Modifying parts of tensors while preserving gradient computation

Hi,
I want to train a network by taking the gradient of a simulation rollout. Here is a small snippet of what I intend to differentiate:

for n steps do:
obs = get_observations(state)
  actions = get_actions(obs)
  next_state = simulation_step(state,actions)
  reward = get_reward(next_state)

Since I need all observations and rewards for loss computation after the rollout, I want to have something more like this:

for n steps do:
  obs_buf[i,...] = get_observations(state)
  actions = get_actions(obs_buf[i,...])
  next_state = simulation_step(state,actions)
  reward_buf[i,...] = get_reward(next_state)
loss = get_loss(obs_buf, rew_buf)

However, doing this with Torch tensors gives different error messages like “A view of a leaf variable that requires grad is being used in an in-place operation”, “Trying to backward through the graph a second time”, or that the version of a tensor does not match during gradient calculation. My current solution avoids these issues by using lists:

for n steps do:
  obs_list.append(get_observations(state))
  actions = get_actions(obs_list[i])
  next_state = simulation_step(state,actions)
  reward_list.append(get_reward(next_state))
loss = get_loss(obs_list, rew_list)

But I am worried about performance. I am still struggling with fully understanding how tensors are handled in autograd. A deeper insight into why Torch tensors don’t work and any suggestions on my Issue would be highly appreciated.

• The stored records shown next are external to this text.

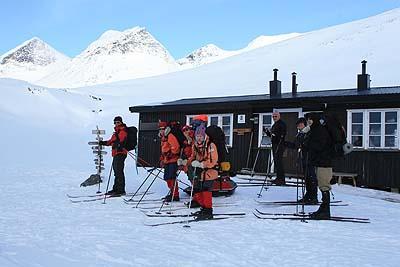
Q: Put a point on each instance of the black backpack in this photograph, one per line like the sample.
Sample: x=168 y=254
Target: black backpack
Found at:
x=176 y=130
x=337 y=134
x=217 y=137
x=131 y=140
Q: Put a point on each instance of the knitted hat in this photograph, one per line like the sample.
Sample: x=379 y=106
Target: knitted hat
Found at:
x=118 y=118
x=200 y=131
x=162 y=124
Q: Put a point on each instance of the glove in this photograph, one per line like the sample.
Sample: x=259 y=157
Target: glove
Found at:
x=197 y=164
x=180 y=162
x=103 y=143
x=118 y=146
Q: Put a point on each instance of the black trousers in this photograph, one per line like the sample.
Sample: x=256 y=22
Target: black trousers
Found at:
x=310 y=178
x=278 y=161
x=118 y=167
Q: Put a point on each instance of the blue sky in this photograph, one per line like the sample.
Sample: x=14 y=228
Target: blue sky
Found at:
x=180 y=25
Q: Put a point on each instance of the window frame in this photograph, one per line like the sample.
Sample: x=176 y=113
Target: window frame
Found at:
x=220 y=120
x=366 y=128
x=260 y=127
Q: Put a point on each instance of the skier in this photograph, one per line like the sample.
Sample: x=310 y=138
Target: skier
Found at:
x=204 y=160
x=277 y=134
x=170 y=151
x=310 y=178
x=319 y=146
x=119 y=154
x=183 y=160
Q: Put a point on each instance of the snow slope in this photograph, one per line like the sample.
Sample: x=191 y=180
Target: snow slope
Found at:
x=39 y=226
x=211 y=53
x=116 y=55
x=31 y=61
x=45 y=155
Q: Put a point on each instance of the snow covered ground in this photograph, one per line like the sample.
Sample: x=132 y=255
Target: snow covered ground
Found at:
x=44 y=155
x=39 y=226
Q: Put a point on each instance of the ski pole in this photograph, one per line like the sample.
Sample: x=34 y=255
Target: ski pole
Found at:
x=148 y=188
x=108 y=183
x=162 y=204
x=144 y=181
x=190 y=200
x=266 y=176
x=297 y=180
x=172 y=193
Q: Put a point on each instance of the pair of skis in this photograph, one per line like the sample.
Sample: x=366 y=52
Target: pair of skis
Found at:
x=337 y=203
x=190 y=218
x=97 y=197
x=304 y=217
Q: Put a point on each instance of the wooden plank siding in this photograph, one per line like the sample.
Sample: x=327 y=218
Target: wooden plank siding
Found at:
x=376 y=168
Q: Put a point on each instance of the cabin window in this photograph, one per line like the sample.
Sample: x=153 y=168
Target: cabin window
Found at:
x=357 y=127
x=225 y=121
x=374 y=129
x=265 y=122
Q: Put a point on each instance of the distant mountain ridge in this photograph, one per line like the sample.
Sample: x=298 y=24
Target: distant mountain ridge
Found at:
x=114 y=56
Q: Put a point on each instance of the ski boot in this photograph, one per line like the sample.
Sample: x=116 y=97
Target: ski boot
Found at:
x=204 y=214
x=324 y=211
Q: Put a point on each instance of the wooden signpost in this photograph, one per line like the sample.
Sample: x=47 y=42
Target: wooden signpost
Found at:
x=98 y=151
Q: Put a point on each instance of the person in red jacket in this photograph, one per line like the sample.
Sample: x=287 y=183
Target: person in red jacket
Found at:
x=119 y=153
x=204 y=160
x=170 y=152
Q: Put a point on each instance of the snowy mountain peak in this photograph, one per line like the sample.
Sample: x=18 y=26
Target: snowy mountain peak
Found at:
x=115 y=56
x=33 y=51
x=135 y=40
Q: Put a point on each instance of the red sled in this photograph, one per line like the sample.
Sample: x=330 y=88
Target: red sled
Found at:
x=223 y=186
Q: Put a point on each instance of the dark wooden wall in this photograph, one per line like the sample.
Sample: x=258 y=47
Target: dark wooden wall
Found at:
x=375 y=168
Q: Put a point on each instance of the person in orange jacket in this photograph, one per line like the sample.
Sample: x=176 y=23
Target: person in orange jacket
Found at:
x=204 y=160
x=170 y=151
x=119 y=153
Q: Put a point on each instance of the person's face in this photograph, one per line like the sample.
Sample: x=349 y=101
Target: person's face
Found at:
x=276 y=117
x=300 y=126
x=199 y=138
x=186 y=132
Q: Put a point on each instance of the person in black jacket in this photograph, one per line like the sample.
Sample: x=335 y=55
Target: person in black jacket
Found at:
x=310 y=177
x=319 y=145
x=277 y=134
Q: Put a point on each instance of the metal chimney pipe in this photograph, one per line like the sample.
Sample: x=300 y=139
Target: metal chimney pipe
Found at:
x=294 y=83
x=364 y=67
x=363 y=80
x=275 y=85
x=275 y=74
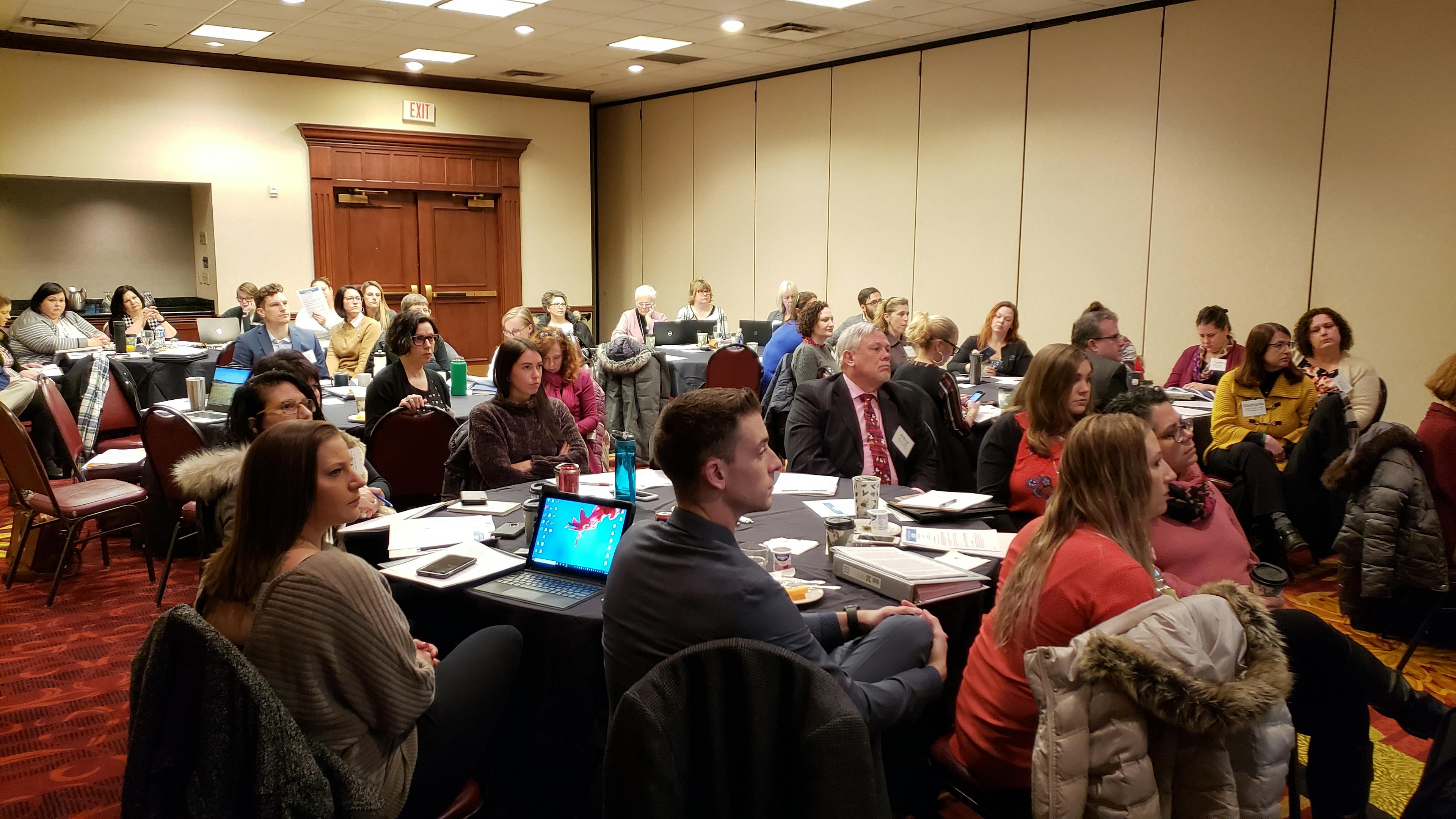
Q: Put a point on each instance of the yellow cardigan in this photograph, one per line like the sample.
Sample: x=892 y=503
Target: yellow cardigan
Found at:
x=350 y=346
x=1288 y=409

Thanks a lot :slight_smile:

Hey,
for anyone having similar issues, what I was missing is the fact that changing parts of a tensor by slicing is handled as an in-place operation. Therefore, adding .clone() before modifying the tensor solves the problem. The loop would then look like:

for n steps do:
  obs_buf = obs_buf.clone()
  obs_buf[i,...] = get_observations(state)
  actions = get_actions(obs_buf[i,...])
  next_state = simulation_step(state,actions)
  reward_buf = reward_buf.clone()  
  reward_buf[i,...] = get_reward(next_state)
loss = get_loss(obs_buf, rew_buf)

However, I am not sure if this is a smart way to do it since memory consumption for the buffers is basically multiplied by the number of rollout steps n. If anyone has a better idea than this or the list example above please feel free to share it :slight_smile: